Salban Dura, the twenty and fourth night of the Bakklacha moon. This is what I say to him when I go searching for them in the dark: Look here, you have five other children or perhaps you forget? I say it to him as a shout too. He can’t talk to me as full lion or won’t, so I have to wait until he remember that he can change, and watch the children watch him change halfway, before he say, I know the names of all my children.

“I didn’t ask for a roll call, I ask that you show your face. Matisha starting to wonder if she even have a father,” I say.

“Fine, woman, I hear you. No need to start snarling.”

“I look like I snarling to you?”

“Sogolon.”

“What me sound like to you? Like some beast?”

His face change in the quick, and not a shapeshift.

“And what is wrong with sounding like a beast?” he say.

“Nothing. Nothing at all.”

“Good, for you sound like my first—”

“I not your second.”

“Fuck the gods, woman, you really itching to have it out tonight.”

Ndambi long run back to the house.

“Where is Ehede?” I say. Neither of us see him leave.

“He gone down in the bush,” Keme say. “No lion foe down there.”

“He is your son. He don’t need a foe to start a fight.”

“Some bee gone up your backside, woman?”

He approach and rub his fuzzy hand on my face. I want to brush him off, but I also thinking that maybe if Ehede already in the house we can take our time before we head back.

“Ehede! Boy!” Keme shout and ruin that thought.

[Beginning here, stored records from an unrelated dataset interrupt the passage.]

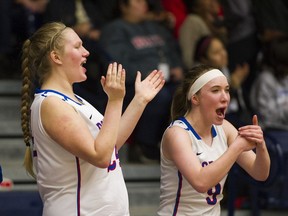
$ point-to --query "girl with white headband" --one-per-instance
(199, 147)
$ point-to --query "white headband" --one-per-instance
(202, 80)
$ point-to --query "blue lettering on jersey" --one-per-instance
(113, 165)
(213, 192)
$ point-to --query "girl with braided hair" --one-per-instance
(74, 148)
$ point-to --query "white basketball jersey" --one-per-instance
(177, 196)
(67, 184)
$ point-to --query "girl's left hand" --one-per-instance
(150, 86)
(253, 132)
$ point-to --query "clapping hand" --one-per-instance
(114, 82)
(252, 133)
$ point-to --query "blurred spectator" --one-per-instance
(157, 12)
(178, 9)
(144, 45)
(243, 44)
(211, 50)
(271, 16)
(269, 94)
(202, 20)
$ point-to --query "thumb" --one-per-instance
(255, 120)
(102, 81)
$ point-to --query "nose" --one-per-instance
(86, 52)
(225, 96)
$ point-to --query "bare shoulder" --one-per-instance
(54, 104)
(174, 141)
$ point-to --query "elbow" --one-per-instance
(102, 162)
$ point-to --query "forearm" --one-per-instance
(106, 139)
(261, 167)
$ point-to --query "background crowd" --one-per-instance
(245, 39)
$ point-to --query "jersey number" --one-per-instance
(212, 193)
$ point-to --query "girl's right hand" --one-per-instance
(244, 144)
(114, 82)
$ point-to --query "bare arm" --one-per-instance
(69, 130)
(145, 91)
(257, 165)
(177, 147)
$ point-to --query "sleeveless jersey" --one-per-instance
(67, 184)
(177, 196)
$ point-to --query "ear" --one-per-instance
(195, 99)
(55, 57)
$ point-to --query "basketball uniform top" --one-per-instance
(67, 184)
(177, 196)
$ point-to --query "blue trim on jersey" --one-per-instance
(65, 97)
(213, 130)
(180, 180)
(78, 201)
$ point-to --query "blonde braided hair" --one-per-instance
(35, 69)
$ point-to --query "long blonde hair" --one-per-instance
(35, 68)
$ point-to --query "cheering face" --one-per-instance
(214, 99)
(74, 57)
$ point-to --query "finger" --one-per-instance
(151, 75)
(109, 71)
(159, 80)
(119, 73)
(123, 77)
(161, 84)
(138, 77)
(102, 81)
(114, 72)
(255, 120)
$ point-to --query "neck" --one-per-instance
(199, 124)
(59, 84)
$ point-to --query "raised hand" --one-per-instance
(150, 86)
(253, 132)
(114, 82)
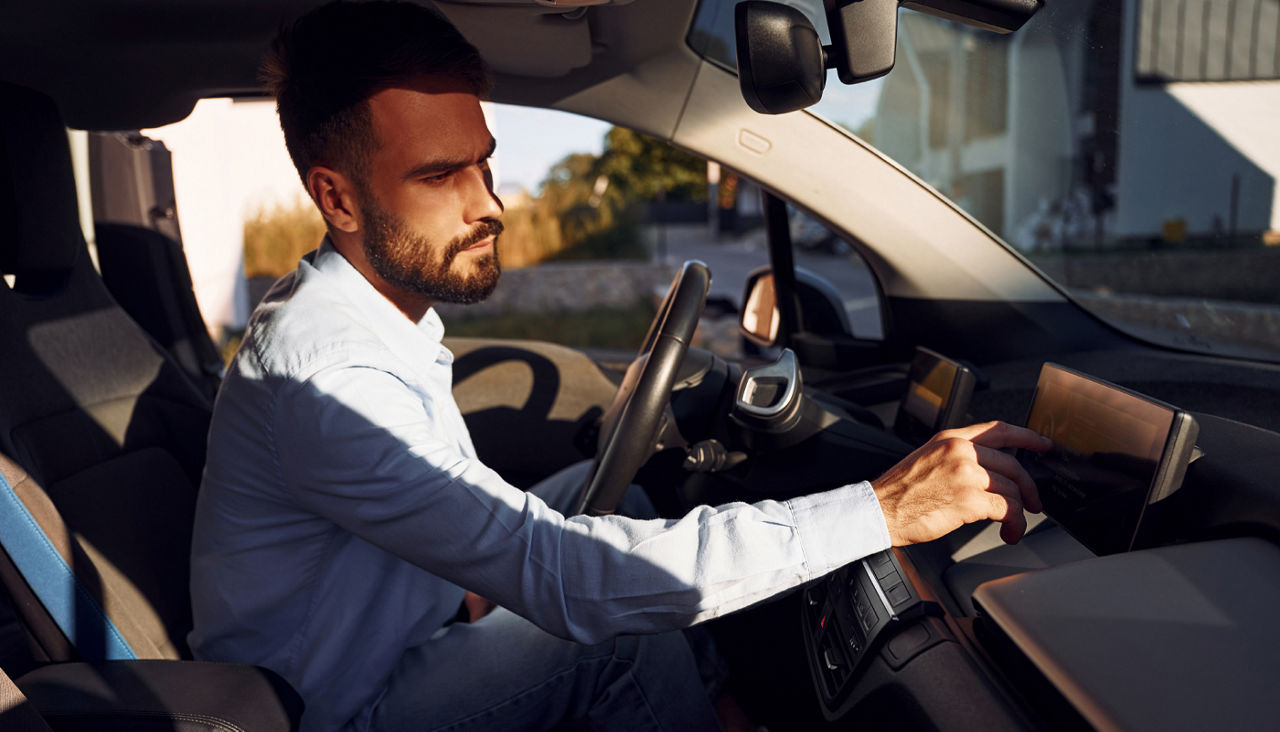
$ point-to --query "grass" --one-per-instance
(599, 328)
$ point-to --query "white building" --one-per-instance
(1095, 127)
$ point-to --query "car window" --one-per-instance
(1124, 149)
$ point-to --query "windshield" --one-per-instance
(1127, 149)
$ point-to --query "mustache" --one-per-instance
(483, 229)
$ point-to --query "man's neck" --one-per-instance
(411, 303)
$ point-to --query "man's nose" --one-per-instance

I tell him I going back up to the house to check.

“Right now, he is stealing meat from Ndambi’s plate if I know him,” he say.

“I didn’t see him.”

“I saw him run right past you.”

“When?”

“Right now he’s making a nuisance in the house like he always do. I am sure of it.”

“I don’t know. I—”

“Woman, how many times must I tell you what I telling you?” he say with a grin, and the grin open my eyes wider. Half lion, half man, no clothes, full cock.

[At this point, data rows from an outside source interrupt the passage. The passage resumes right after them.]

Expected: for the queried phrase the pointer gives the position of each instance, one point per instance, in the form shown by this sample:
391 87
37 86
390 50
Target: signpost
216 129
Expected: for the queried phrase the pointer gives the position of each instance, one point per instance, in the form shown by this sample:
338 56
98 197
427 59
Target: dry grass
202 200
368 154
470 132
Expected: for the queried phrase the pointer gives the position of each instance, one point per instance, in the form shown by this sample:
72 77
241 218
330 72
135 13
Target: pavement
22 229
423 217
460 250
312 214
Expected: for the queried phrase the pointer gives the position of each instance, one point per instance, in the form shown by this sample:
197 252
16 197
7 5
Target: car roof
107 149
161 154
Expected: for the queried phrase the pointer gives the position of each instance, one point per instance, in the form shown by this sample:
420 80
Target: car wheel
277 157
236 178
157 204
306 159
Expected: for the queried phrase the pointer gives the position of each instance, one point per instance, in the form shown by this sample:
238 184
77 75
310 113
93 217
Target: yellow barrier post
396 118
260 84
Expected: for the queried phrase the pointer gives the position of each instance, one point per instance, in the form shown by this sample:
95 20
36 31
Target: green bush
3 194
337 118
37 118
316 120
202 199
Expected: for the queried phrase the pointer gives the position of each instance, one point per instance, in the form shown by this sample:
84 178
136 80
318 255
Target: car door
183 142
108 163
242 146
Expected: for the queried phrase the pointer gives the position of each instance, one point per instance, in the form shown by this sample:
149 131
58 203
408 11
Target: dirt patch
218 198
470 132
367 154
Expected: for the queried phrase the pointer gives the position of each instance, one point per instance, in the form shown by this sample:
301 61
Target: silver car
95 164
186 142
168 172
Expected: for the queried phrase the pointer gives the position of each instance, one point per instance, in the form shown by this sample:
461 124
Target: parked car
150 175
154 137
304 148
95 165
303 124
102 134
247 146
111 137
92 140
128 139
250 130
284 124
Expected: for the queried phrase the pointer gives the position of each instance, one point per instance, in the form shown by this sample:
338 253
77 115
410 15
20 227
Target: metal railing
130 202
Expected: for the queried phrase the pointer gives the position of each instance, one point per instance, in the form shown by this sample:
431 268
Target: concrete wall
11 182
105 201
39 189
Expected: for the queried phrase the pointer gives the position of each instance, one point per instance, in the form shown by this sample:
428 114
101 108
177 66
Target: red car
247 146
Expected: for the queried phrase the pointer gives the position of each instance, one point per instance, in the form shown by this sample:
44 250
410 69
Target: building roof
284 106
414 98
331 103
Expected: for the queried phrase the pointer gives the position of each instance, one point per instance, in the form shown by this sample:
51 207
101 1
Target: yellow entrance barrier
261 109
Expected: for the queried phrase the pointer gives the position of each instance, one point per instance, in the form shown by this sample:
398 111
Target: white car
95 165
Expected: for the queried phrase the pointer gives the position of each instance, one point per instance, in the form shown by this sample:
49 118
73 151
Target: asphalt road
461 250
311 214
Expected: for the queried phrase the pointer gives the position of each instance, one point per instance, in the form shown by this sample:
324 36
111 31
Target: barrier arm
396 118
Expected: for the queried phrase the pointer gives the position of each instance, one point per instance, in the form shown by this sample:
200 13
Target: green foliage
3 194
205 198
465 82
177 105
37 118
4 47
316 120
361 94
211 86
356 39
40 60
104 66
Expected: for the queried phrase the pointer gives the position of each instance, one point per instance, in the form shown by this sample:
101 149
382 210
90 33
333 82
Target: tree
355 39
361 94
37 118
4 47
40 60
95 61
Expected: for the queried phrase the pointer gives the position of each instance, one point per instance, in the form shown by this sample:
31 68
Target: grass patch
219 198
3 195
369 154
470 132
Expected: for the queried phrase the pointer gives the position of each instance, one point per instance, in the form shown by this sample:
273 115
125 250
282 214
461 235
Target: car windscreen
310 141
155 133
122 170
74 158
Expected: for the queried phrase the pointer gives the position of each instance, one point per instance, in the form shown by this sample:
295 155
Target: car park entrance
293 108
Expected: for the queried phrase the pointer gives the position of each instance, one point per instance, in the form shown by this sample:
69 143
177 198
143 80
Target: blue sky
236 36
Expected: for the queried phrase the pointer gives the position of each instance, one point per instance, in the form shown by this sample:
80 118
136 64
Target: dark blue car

“It even bidding me good evening,” I say.

“It not bidding you anything so chaste.”

I meet him, and he meet me and we touch halfway. The time lost to me, when last I grab this part of him and delight in it growing bigger and bigger in my hand. No, here is truth: I didn’t lose no time—motherhood snatch it from me. Half the man and half lion, he do something between a moan and a purr. That woman who we don’t call by name used to cry disgust when he come to her like this, saying he even smell like a beast. But the smell is a road to map him, and I follow it to his lips, behind his ears, right under the arm, and the gold forest right above his cock. My nose, my forehead, even my ear I let press against this bush so it can hear the rustle.

“Women from Omororo, they take it between the lips and fuck the man,” he say.

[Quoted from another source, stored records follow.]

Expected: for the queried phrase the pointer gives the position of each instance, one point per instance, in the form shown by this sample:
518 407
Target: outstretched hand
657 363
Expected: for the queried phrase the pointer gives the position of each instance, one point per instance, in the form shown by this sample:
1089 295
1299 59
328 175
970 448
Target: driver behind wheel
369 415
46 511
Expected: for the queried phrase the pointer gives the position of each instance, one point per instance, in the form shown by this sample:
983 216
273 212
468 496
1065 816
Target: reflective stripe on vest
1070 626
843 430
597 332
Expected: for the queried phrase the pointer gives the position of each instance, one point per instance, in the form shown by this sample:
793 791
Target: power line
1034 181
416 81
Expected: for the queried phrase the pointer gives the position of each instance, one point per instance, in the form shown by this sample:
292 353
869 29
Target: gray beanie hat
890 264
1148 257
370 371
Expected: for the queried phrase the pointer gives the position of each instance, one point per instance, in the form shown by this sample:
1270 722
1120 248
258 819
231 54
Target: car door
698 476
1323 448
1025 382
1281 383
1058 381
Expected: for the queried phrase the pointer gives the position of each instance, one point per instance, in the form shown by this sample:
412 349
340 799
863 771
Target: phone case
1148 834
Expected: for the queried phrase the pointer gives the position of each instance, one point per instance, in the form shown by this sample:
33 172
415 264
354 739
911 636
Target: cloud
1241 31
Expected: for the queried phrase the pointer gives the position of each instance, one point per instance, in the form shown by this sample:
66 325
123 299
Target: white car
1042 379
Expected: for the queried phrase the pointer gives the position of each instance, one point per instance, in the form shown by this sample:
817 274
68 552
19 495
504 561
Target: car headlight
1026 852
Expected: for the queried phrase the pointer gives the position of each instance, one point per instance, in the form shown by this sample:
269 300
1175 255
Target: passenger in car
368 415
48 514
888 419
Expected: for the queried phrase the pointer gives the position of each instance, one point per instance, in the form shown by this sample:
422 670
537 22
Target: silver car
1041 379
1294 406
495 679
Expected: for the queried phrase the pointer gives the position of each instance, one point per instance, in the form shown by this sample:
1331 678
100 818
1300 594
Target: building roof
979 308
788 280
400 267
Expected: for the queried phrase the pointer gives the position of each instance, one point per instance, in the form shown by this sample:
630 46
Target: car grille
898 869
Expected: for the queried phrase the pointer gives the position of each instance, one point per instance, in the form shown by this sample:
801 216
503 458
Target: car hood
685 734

“That must be why we call them southern women,” I say. We sneaking around the back like young boy and girl too full of sex to wait on wedding rites, and I can feel his desire grow in my hand. My dress rise above my hips, my breast, my neck, and before the next breath rush out of me, he gone inside me. Motherhood give me more breasts to grab, he say. I reach behind him and grab his buttocks, pulling into his pushing into me. Trying to stay quiet is its own kind of noise and we fucking so feverish that this quiet is all I hear.

“Keme. Keme.”

He grunt.

“Keme.”

“Busy right now . . . fucking you. . . .”

“You don’t hear?”

“I don’t hear nothing but you. Woman, the children going rush out the door soon, then only the gods know when next—”

“Is that me talking about. We not hearing nothing, Keme. It too quiet.”

He stop. We pull from each other. I turn to see him look in the direction of the house and frown. I forget how quick he be. He at the door before I even reach up the hill. But the house is still, which begin to frighten Keme.

“Matisha!” he shout, only to see her peek from under the wedding stool.

“Shhhh, we hiding,” she say.

“Hiding from who?” I ask.

“Shhhh, they coming,” she say again.